Since then, I have become aware that there are many hon. Members who want to contribute to the debate, and representations have been made to me to make it a full days debate. I have therefore decided to put back the debate on armed forces personnel to another day and the business of the House this Thursday will be a full days debate on Gaza.
Mrs. Theresa May (Maidenhead) (Con): I welcome the fact that the Leader of the House is giving the House more time in which to debate the important topic of Gaza; that is entirely appropriate. I do, however, have two questions on that debate and one question on the defence debate that has been moved.
In a topical debate, there are rules on the length of time for Front-Bench speeches and there are no winding-up speeches. Is it the right hon. and learned Ladys intention that the debate on Gaza will be run under the rules for topical debates or conducted as a general debate, where those rules do not apply? Secondly, will she confirm that the debate will be able to cover a wider remit than merely the immediate situation in Gaza? Will hon. Members be able to explore the implications for wider issues in the middle east?

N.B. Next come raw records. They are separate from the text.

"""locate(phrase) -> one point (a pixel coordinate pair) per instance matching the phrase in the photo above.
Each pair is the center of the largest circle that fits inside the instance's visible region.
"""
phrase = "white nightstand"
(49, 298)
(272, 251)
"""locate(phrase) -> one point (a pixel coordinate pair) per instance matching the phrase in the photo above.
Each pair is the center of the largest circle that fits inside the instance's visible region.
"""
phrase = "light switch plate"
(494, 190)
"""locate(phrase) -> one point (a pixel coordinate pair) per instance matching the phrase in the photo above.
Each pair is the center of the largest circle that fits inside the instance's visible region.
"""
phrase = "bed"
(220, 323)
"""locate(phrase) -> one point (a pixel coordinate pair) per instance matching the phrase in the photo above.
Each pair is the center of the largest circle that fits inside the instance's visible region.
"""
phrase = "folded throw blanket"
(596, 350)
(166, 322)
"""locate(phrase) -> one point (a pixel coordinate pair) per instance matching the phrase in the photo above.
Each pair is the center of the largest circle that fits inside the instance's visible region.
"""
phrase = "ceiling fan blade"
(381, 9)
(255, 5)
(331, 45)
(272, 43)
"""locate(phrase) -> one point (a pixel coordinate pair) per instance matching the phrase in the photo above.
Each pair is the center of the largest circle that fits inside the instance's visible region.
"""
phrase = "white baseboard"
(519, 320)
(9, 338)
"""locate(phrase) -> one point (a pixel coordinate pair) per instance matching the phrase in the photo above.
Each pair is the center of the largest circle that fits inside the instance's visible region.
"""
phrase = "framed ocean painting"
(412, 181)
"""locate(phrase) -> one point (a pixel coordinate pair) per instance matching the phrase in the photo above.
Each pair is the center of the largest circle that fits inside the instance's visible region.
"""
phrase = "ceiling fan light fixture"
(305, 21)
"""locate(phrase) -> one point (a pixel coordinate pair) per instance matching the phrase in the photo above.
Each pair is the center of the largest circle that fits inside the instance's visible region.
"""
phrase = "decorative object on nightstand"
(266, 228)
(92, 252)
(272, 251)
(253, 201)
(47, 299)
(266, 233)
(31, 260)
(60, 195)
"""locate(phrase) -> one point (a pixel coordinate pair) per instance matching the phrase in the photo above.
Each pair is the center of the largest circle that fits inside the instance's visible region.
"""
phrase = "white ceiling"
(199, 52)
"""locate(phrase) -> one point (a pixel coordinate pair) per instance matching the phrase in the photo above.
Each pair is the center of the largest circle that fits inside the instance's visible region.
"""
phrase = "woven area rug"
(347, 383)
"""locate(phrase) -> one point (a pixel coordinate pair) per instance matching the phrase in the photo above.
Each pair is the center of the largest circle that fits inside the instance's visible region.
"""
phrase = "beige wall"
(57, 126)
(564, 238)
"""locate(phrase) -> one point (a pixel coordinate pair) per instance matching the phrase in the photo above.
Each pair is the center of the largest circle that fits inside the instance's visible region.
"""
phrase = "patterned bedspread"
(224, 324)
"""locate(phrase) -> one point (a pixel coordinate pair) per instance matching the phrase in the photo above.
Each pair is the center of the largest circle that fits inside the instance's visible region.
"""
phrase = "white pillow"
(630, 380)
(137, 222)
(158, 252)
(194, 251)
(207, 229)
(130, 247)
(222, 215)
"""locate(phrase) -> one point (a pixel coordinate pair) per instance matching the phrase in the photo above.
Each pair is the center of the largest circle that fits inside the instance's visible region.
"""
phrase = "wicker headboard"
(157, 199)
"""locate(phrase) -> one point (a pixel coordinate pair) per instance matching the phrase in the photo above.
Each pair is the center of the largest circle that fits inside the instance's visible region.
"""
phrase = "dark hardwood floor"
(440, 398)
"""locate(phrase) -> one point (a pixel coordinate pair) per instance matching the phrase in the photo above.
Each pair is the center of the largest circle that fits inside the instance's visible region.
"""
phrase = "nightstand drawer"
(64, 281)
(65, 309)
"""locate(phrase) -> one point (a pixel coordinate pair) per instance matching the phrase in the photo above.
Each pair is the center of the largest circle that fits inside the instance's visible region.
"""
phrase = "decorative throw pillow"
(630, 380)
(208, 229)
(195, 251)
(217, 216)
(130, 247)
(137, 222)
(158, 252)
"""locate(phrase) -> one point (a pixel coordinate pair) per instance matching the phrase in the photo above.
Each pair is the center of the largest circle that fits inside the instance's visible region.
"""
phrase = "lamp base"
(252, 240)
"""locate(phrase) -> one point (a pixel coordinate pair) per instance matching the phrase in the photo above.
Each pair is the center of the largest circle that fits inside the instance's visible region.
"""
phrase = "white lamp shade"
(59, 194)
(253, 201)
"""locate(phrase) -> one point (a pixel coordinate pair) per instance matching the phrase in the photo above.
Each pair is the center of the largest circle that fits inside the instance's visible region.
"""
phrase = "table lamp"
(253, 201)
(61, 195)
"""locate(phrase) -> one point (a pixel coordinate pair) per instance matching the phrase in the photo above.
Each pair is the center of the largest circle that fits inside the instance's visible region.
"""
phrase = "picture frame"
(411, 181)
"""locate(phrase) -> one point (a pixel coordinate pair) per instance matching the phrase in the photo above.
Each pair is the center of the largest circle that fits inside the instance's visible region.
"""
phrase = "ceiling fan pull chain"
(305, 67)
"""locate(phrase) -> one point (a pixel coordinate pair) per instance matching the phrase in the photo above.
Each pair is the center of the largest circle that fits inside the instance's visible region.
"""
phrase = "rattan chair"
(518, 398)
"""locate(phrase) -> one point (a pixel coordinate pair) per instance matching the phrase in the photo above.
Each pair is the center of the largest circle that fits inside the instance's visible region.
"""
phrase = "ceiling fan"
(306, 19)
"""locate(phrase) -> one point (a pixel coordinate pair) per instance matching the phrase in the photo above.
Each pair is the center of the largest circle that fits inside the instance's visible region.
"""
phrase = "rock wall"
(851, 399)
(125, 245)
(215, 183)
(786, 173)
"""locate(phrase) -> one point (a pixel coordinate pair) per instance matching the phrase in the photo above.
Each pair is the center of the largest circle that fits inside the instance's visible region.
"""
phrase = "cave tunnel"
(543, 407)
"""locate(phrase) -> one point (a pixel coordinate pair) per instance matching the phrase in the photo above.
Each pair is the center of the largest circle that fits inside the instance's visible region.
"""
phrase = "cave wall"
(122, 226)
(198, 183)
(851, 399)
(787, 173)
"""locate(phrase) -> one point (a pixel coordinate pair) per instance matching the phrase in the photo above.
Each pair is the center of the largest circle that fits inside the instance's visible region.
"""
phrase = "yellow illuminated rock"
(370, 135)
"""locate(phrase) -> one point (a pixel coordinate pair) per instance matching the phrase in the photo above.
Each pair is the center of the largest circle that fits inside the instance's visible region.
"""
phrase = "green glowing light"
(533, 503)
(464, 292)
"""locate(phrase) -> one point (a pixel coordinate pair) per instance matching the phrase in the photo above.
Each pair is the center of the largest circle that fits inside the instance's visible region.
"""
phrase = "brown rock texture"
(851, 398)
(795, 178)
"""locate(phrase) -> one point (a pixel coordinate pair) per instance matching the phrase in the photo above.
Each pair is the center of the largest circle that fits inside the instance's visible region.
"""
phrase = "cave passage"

On the defence debate that has been postponed, the right hon. and learned Lady will recall that in business questions before the recess, questions were asked about the extent to which that debate would cover procurement as well as personnel matters. Will she, first, guarantee that that debate will come to the House in good time and will not be postponed ad infinitum; and, secondly, reconsider the topic of that debate and fulfil the undertaking that she gave the House before Christmas to ensure that hon. Members would be able in that debate to discuss not only the important subject of armed forces personnel, but the subject of procurement, which will enable Members to consider the Governments decision to delay the procurement of two new aircraft carriers?
Ms Harman: I can confirm that the debate on Gaza will be a general debate, not an extended topical debate, and will therefore be run along the usual lines of general debate, with opening and closing speeches from the Front Benches. As for its remit, the topic will be Gaza, but although it is a matter for the Chair, I am sure that it will be possible to raise the wider implications extending beyond Gaza and the region.